Many varieties of cable connector are employed to connect electrical cables to junction boxes. The most traditional type of connector is barrel-shaped and constructed of metal. It consists of a front end that is threaded on its outer circumference and a rear end containing a hole formed laterally through the outer circumference of the connector. The hole in the rear end of the connector is threaded and fitted with a cable-securing screw that, in its unsecured position, extends slightly within the inner channel of the connector. The cable connector is typically secured at its front end to a junction box by inserting the externally threaded nose of the connector into a knockout hole in the junction box and then threading a nut tightly onto the nose portion. Electrical cable is then typically fed through the internal channel of the attached connector and the cable-securing screw is rotated until the cable is tightly secured against the far wall of the internal channel. Once tightened in this manner, the cable connector is secured to the junction box by the front threaded end and nut and the connector are secured to the cable by the cable-securing screw. Electrical connections later made within the junction box will therefore not be stressed or pulled loose by a rearward-pulling force on the electrical cable. This type of connection therefore provides strain relief to the interior electrical connections by relieving any stresses from rearward forces on the cable at the point where the cable-securing screw and bracket are affixed.

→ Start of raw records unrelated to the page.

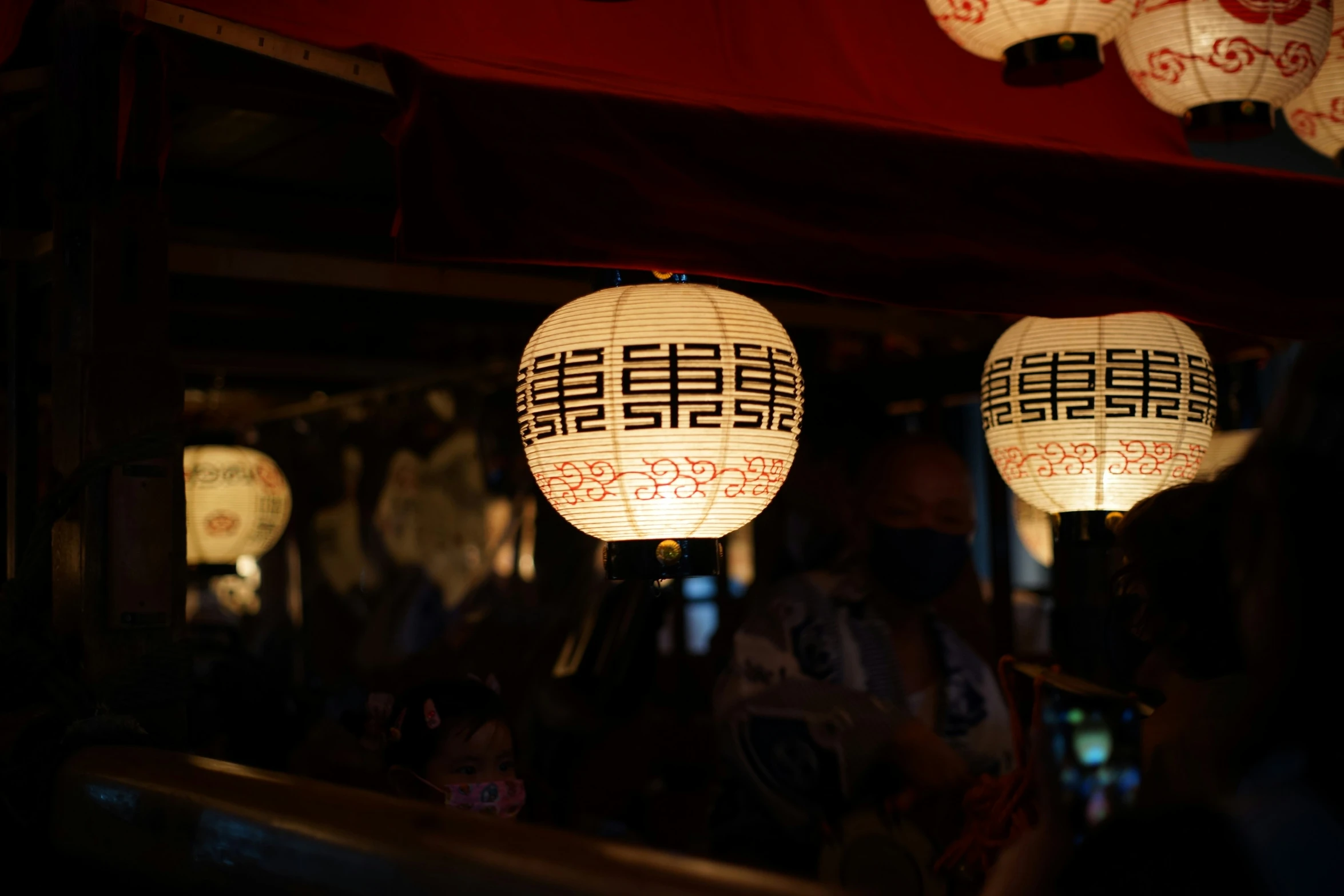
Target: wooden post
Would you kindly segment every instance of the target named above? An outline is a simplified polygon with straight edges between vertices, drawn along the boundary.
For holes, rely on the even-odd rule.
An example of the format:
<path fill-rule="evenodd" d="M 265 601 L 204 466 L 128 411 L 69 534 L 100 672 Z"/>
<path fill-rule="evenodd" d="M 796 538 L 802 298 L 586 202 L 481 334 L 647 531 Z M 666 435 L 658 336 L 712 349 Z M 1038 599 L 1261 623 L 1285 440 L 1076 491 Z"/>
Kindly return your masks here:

Other variations on this type of cable connector are those in which the rear or cable-securing end of the connector is a half-barrel or semi-circular shaped extension from the body of the barrel-shaped connector. Typically the semi-circular extension is tapped and threaded on both sides. A bracket containing holes on either end mates with the holes in the semi-circular extension. The bracket is held loosely to the semi-circular extension by screws and the screws may be advanced to tighten against a cable inserted within the channel of the connector and between the bracket and semi-circular extension of the connector. The screws may then be tightened thereby locking the cable with respect to the connector.
More recently, one-piece plastic cable connectors have been introduced. These connectors typically feature an integral clamping element that eliminates the need for a screw or screw and bracket combination to lock the cable in place. The connectors are designed to snap into an access hole in an electrical panel.
One such connector is described in U.S. Pat. No. 5,594,209 to Nattel et al issued Jan. 14, 1997. This patent describes a connector having a resiliently deflectable internal clamping element that has a single edge for gripping an inserted cable and at least one additional projection on the inner wall of the housing adjacent the clamping element to assist in clamping a cable. The connector also has a slot running along its entire length to facilitate its compression when inserting it into an electrical panel.
Another resilient one-piece connector is described in U.S. Pat. No. 4,970,350 to Harrington, issued Nov. 13, 1990, and describes a one-piece connector having an internal coupling means comprising a resiliently bendable flange for urging an inserted cable against the opposite inner wall of the channel. The flange may be provided with a pair of cable engaging tips to provide gripping engagement of the cable. A longitudinal slot extends along the entire length of the connector to facilitate its radial compression for insertion into an electrical panel.
Although the two aforementioned patents provide useful snap-in connectors for attaching cables to electrical panels, their design is not optimal as they rely upon a single surface to lock the cable in place. The reliance upon a single surface for gripping the cable also limited the aforementioned patents in the range of cable diameters that could be accommodated by the connector.
U.S. Pat. No. 6,177,633 to Gretz, issued Jan. 23, 2001 provided an improved cable connector that utilized a serrated engagement surface for retaining the inserted cable. The use of the serrated engagement surface provides a more secure gripping action on the inserted cable and has the additional benefit of being more readily adaptable to a larger variety of cable diameters without sacrificing cable retention capability.
The present invention improves upon the design of the flexible snap-in type cable connector described in U.S. Pat. No. 6,177,633, which is herein incorporated by reference. The connector of the present invention improves upon the design given in '633 by adding an integral bridge across the longitudinal slot. The bridge adds structural rigidity to the rear portion of the connector by preventing the rear channel of the connector from opening wider than a predetermined fixed amount determined by the length of the bridge. The bridge enables an installer to insert a cable within the connector, advance the cable the desired amount to provide sufficient cable to later make connections within the panel, and easily insert the connector into the panel. The bridge provides a pivot point that allows the nose portion of the connector to easily collapse allowing easy insertion into the panel or box.
A second improvement is achieved over the design given in '633 by providing a short slot on the front or nose end of the connector to further assist the front end of the connector in collapsing when pressed into the knockout of a panel or box.
An integral strut is provided between the flange and the interior wall of the channel in the present connector to further improve the design over the prior art in '633. The integral strut stiffens the flange and provides a more secure grip on an inserted cable.